Using the Agrona library (Part 4)

"The fastest way for one thread to talk to another — or one process to talk to another — on the same machine."

Agrona's ring buffers are lock-free, off-heap message-passing structures designed for ultra-low-latency communication. They're the core IPC mechanism inside Aeron and are used in trading systems worldwide.

What is an Agrona Ring Buffer?

An Agrona ring buffer is a fixed-size circular buffer stored in a contiguous chunk of memory (on-heap or off-heap).
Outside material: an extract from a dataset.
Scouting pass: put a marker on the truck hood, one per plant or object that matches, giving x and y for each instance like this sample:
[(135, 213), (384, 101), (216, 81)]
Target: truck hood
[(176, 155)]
Messages are written at the tail and read at the head, wrapping around when the end is reached.

Ring Buffer Layout

The underlying memory is divided into two regions:

// Total required memory:
int totalLength = TRAILER_LENGTH + capacity;
// TRAILER_LENGTH = 128 bytes (metadata at the END of the buffer)
// capacity = your message space (must be a power of 2)

Note the 64-byte padding between tail and head positions. This prevents false sharing — both are on separate cache lines so producer and consumer don't contend on the same cache line.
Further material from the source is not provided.